Он встал с постели и начал ходить по комнате из угла в угол. Сарамалла также встал и подошел к окну. Не было иного выхода, чем подождать пока царь остынет.

Царь вдруг перестал ходить взад и вперед и тоже подошел к окну.

– А как быть с Элохимом, Родо, если ты передумал жениться на его дочке?

– Как «как»? Никак! С ним нечего больше на х*й церемониться!

– Убрать его?

– Да, убрать на х*й! На месте, где поймают!

– Но кому поручить, Родо? У нас есть хорошие головорезы. Но не надо пачкать руки наших идумейских парней в крови Элохима.
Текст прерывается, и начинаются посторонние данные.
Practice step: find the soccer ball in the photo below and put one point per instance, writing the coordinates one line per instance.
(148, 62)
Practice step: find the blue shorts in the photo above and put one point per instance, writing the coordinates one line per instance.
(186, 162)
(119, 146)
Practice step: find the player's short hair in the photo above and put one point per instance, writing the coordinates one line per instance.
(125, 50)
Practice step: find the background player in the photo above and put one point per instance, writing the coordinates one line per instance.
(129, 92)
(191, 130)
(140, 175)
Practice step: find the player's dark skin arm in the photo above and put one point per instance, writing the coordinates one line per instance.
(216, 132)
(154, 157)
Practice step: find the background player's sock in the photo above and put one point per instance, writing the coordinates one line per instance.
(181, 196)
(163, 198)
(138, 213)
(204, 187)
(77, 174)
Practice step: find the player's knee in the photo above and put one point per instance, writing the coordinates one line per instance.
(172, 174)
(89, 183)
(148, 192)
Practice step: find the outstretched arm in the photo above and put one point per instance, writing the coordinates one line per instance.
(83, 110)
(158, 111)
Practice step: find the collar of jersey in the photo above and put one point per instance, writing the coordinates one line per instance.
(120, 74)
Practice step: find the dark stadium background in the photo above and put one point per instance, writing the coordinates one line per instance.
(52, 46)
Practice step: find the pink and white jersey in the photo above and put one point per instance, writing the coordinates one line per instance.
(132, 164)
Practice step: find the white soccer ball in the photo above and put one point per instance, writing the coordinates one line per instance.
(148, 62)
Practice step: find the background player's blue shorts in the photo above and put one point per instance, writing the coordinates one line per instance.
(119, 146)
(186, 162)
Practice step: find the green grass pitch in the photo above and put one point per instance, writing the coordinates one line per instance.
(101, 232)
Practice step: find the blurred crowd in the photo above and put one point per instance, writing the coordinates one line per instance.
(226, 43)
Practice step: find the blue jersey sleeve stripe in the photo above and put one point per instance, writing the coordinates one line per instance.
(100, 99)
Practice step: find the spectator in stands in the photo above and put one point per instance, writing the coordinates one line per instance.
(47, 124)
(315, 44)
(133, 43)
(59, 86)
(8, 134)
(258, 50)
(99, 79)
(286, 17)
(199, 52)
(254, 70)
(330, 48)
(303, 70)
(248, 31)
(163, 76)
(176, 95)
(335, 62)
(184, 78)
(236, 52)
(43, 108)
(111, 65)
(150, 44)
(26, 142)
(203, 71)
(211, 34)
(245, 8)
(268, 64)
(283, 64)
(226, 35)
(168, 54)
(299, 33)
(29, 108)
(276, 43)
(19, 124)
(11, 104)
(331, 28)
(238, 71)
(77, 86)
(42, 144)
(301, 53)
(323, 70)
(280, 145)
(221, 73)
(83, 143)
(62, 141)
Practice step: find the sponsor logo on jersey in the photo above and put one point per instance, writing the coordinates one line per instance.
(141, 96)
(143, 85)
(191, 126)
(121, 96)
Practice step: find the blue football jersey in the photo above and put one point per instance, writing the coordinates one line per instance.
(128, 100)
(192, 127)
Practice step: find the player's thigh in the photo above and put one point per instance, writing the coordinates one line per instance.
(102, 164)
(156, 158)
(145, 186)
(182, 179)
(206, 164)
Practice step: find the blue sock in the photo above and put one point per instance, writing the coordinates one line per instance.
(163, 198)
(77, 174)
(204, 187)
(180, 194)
Иудеи не простят. Лучше это перепоручить римлянам.

– Римлянам!? Ты что ох*ел!? Просить цезаря?

– Нет, зачем беспокоить цезаря по пустякам.

– Но откуда мне взять римского головореза?

– А вот он! У тебя под носом. Посмотри в окно! Вот тот, который сидит на мраморной плите. Видишь? Сидит и изнывает от безделия. Я его давно приметил. Знаю все о нем. Он из тех, кто за деньги перережет горло родной матери.

– Ублюдок!

– Но нам такой и нужен.

 

– Рожа мерзкая. Но делай, как хочешь. Только не откладывай.

– Не беспокойся. Я поговорю с ним сейчас же. Он мигом его уберет.

– Думаешь, справится с Элохимом один?

– Будем надеяться. Он все равно не видел Элохима в лицо. Наши парни ему покажут его, а заодно и помогут, в случае надобности.

Царь долго и внимательно рассматривал римлянина, словно хотел понять, что это за существо, но никак не мог.

– Этот ублюдок даже на человека не похож, не то что на римлянина. Лохматый зверь какой-то!

– Родом он из Сидона. Но получил римское гражданство за лютость в бою. Дерется как зверь.

– Как его зовут?

Сарамалла многозначительно улыбнулся и ответил:

– Пантера.

96

Пантера сидел на мраморной плите и поджидал Дворцового Шута. Тот был единственным человеком во Дворце, с которым он подружился. Пантере нравились остроты шута. А того забавляло, как Пантера со звериной непосредственностью ржал над всеми его остротами, независимо от того, смешны они или нет.

Он говорил, кряхтя, кратко и отрывисто, странно смешивая латынь с иудейскими и идумейскими словами. Но понять его было нетрудно, поскольку он говорил тогда, когда ему что-то хотелось. А хотел он не так много – пить, есть и спать, о чем всякий раз легко было догадаться и без слов по его требовательной физиономии.

Смотрел он обычно исподлобья, с угрозой и подозрением. Словно все были чем-то ему обязаны и должны были беспрекословно исполнять любую его прихоть по первому же требованию.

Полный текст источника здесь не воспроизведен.